The global economy grew 5.1 percent in 2004. In 2005 the growth is somewhat lower but still high. World trade has expanded even more strongly at 7.5 percent. Again and again free traders praise this globalization as a panacea for spreading prosperity and combating poverty. However employees are not harvesting the fruits of this development.


A new report of the International Labor Organization (ILO), one of the oldest sub-organizations of the UN, shows how little the conjured distributed globalization has to do with reality. Half of the workers of the world, 1.38 billion persons, do not earn enough money to free themselves and their families from poverty, the ILO report says. The poverty line is defined internationally as an income of two dollars per person per day.

“The central message of our report is that better jobs and better incomes are not the priorities of the political decision-makers,” ILO director Juan Somavia said on Friday in presenting the study. “In the past, globalization did not lead to creating adequate sustainable jobs.
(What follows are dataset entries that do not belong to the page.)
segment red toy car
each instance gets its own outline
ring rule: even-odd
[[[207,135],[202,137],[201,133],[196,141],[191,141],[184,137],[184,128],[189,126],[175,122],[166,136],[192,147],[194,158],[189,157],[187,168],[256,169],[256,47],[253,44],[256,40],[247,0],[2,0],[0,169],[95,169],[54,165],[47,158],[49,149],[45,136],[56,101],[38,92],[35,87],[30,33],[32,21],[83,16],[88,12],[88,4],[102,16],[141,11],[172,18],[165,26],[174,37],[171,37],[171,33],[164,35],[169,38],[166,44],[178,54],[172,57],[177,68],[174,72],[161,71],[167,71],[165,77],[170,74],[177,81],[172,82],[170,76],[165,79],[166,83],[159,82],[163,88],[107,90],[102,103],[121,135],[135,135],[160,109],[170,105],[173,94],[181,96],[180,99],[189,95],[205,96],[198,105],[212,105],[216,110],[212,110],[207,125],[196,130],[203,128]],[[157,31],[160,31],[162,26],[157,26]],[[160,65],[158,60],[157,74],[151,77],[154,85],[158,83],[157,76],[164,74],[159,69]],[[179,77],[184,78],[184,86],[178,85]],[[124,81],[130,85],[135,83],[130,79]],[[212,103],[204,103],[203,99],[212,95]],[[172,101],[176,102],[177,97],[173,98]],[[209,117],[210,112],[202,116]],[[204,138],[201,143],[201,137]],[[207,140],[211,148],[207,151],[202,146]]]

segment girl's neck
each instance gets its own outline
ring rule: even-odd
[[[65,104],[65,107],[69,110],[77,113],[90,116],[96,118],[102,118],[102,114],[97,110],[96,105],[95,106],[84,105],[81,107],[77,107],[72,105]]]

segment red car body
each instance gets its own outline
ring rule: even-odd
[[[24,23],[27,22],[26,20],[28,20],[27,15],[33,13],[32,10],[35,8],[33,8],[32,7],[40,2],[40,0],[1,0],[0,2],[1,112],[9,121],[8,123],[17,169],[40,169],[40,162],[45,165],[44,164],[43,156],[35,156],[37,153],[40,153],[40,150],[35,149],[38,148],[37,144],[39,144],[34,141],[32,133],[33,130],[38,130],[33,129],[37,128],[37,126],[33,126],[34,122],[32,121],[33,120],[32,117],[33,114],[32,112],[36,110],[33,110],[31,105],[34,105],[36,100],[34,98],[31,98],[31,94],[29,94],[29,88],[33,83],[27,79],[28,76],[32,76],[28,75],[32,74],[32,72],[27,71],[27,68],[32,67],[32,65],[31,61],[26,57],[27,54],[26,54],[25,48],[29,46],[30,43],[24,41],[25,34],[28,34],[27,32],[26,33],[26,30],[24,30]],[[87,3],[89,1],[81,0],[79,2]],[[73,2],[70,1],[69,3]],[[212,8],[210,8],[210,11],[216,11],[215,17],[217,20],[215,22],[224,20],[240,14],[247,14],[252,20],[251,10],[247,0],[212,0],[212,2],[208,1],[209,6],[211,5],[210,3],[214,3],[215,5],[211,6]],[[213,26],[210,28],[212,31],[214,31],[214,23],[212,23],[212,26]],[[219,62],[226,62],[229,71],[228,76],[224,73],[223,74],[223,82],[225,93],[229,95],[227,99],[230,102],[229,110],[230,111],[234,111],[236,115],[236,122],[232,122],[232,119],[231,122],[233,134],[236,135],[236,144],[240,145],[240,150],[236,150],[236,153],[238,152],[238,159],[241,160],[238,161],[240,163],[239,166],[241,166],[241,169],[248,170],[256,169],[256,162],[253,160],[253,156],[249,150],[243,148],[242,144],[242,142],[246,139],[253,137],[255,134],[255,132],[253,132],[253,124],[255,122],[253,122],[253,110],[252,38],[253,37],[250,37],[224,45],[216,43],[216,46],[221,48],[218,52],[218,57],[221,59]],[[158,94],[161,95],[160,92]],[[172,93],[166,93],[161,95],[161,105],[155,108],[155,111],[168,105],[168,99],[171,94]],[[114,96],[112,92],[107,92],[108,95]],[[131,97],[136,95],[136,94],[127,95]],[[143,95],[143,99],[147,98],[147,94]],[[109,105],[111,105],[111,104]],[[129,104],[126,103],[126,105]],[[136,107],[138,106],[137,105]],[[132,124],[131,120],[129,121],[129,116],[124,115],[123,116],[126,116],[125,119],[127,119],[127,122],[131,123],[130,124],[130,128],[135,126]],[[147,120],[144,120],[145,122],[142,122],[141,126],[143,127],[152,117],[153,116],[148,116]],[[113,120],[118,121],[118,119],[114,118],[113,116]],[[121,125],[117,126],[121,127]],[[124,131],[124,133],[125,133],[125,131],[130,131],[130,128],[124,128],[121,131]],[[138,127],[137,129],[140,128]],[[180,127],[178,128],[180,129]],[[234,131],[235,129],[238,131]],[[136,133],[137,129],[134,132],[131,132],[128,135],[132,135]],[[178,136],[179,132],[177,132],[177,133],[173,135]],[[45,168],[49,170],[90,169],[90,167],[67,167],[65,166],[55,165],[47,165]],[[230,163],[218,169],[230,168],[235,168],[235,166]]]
This must change (…). We must make dignified work a central priority of all economic and social decisions,” Somavia said.

According to the report, income and working conditions are the great problems in many regions of the world, not unemployment. Jobs were created in Africa and Middle East. However a closer analysis shows these were mostly little “personal companies,” job possibilities in the informal sector that hardly feed people. These jobs were created so people would not be left completely without incomes. In sub-Saharan Africa, the number of workers who must live from less than one dollar per day rose from 1994 to 2004 by 28 million, the ILO report says. In North America and Western Europe, jobs were created in the service sector where labor is traditionally paid poorly and temporary- and part-time work have become the rule in the last years. Deteriorating conditions for employees also result here despite growth.
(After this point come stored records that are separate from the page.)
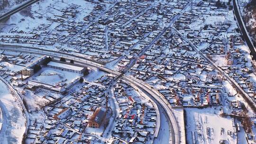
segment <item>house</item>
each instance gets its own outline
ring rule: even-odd
[[[98,108],[92,114],[89,121],[89,127],[99,128],[104,120],[107,109],[103,107]]]
[[[82,73],[84,72],[88,71],[87,67],[81,67],[74,64],[64,63],[60,61],[57,62],[54,61],[50,62],[47,64],[47,66],[54,69],[79,73]]]
[[[53,117],[55,119],[62,119],[65,118],[70,114],[72,111],[72,110],[70,108],[66,108],[56,114]]]

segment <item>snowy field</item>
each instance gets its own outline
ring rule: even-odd
[[[33,77],[33,80],[52,85],[62,81],[69,83],[81,76],[79,73],[49,67],[42,68],[37,73],[37,75]]]
[[[26,118],[19,104],[8,88],[0,81],[0,106],[4,113],[0,144],[21,144],[26,129]]]
[[[228,134],[228,131],[234,132],[231,119],[219,117],[219,108],[185,109],[187,144],[192,144],[192,133],[196,144],[219,144],[220,140],[226,140],[226,144],[237,144],[237,137]]]

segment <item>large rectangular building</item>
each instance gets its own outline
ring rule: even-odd
[[[82,73],[83,72],[87,70],[86,67],[81,67],[75,65],[73,63],[65,63],[61,62],[50,62],[47,66],[54,69],[59,69],[62,71],[72,72],[76,73]]]

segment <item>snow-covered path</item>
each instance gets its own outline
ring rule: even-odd
[[[0,132],[0,144],[21,144],[26,129],[26,117],[16,98],[0,81],[1,108],[4,113]]]

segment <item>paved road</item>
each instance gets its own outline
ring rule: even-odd
[[[14,48],[16,47],[16,48]],[[122,80],[125,80],[130,83],[133,83],[138,88],[140,88],[145,91],[147,91],[154,98],[153,100],[158,103],[162,107],[163,109],[165,110],[164,112],[167,117],[167,120],[171,128],[170,133],[170,140],[169,144],[180,144],[180,127],[178,124],[178,122],[174,116],[173,112],[172,110],[172,107],[169,103],[168,100],[158,91],[151,88],[149,85],[144,83],[143,81],[140,81],[136,79],[123,76],[121,73],[109,69],[104,67],[104,65],[95,63],[94,61],[91,61],[88,59],[82,57],[78,57],[76,55],[73,55],[69,54],[62,54],[58,52],[44,49],[40,49],[38,48],[34,48],[32,47],[26,47],[24,46],[18,46],[15,47],[11,46],[2,46],[0,49],[6,49],[13,51],[22,52],[25,53],[33,53],[39,54],[46,54],[49,56],[54,56],[55,57],[63,57],[68,59],[73,59],[76,63],[81,64],[83,64],[86,66],[97,67],[101,71],[112,73],[116,75],[117,77],[120,77]]]
[[[256,49],[255,46],[253,45],[253,43],[252,42],[251,39],[250,38],[250,36],[249,36],[247,30],[246,29],[246,27],[243,21],[243,19],[241,17],[240,9],[238,6],[237,0],[233,0],[232,1],[235,16],[237,18],[236,19],[238,21],[240,30],[243,35],[243,37],[247,44],[247,45],[248,45],[248,47],[249,47],[249,48],[250,49],[250,51],[251,51],[250,54],[253,55],[253,59],[254,60],[256,60]]]
[[[239,84],[233,78],[229,77],[229,76],[228,74],[226,73],[226,72],[225,72],[221,69],[219,67],[215,64],[215,63],[214,63],[214,62],[212,62],[211,60],[210,60],[207,56],[205,56],[204,54],[202,54],[201,52],[200,52],[197,49],[197,47],[195,45],[194,45],[193,44],[190,42],[190,41],[186,37],[184,36],[183,35],[183,34],[181,33],[178,30],[177,30],[174,27],[172,27],[172,28],[178,33],[178,34],[180,36],[181,36],[185,41],[188,43],[190,45],[191,45],[193,49],[194,49],[196,52],[197,52],[197,53],[200,54],[201,56],[202,56],[203,58],[207,60],[213,68],[214,68],[216,70],[218,71],[220,73],[221,73],[223,75],[224,75],[227,78],[227,79],[229,82],[229,83],[230,83],[234,87],[235,87],[235,88],[236,88],[236,90],[238,90],[238,92],[241,94],[241,95],[243,97],[243,98],[248,103],[249,106],[253,110],[254,112],[256,113],[256,105],[255,104],[255,103],[253,102],[253,101],[250,98],[249,95],[248,95],[248,94],[245,92],[244,90],[243,90],[241,88],[241,87],[239,85]]]
[[[9,18],[10,16],[13,15],[16,12],[19,12],[19,11],[28,7],[32,4],[38,1],[39,0],[29,0],[25,3],[21,4],[14,9],[12,9],[5,13],[3,13],[0,16],[0,21],[6,19],[7,18]]]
An ever more depressing picture results for Latin America, according to the ILO, where the number of workers living under the one-dollar-limit – the UN definition of the limit for absolute poverty – rose by 4.4 million persons from 1999 to 2003. East Asia is the only region where the living conditions of the working population improved somewhat in the past years. These conditions started from a very low level.

At the same time the ILO statistics show that the wage disparity is widening again in nearly all countries. Higher incomes have increased faster than lower incomes since the beginning of the 1990s. The reasons are the great worldwide demand for trained workers, the low need for poorly trained workers in industrial states and the growing significance of the informal sector in many countries. However high wage costs in industrial states do not automatically lead to competitive disadvantages since productivity is also essentially higher.

On the global scale, the job intensity of growth has weakened. This means stronger growth than at the end of the 1990s is needed to create the same number of new jobs. This is a consequence of growing productivity. Since many Asian developing countries, especially China and India, are presently in a rapid technological catch-up race, we can assume that this trend will intensify in the next years. In addition, this development is not limited to industrial production. In the service sector, every percent of growth creates almost twice as many jobs as in manufacturing areas. This process is clearly weakening, particularly in the United States. In Western Europe, the job intensity of the tertiary sector, as economists call this realm, is becoming slowly weaker. What has long been obvious in Germany will soon also be true internationally. Full employment is only possible by reducing working hours.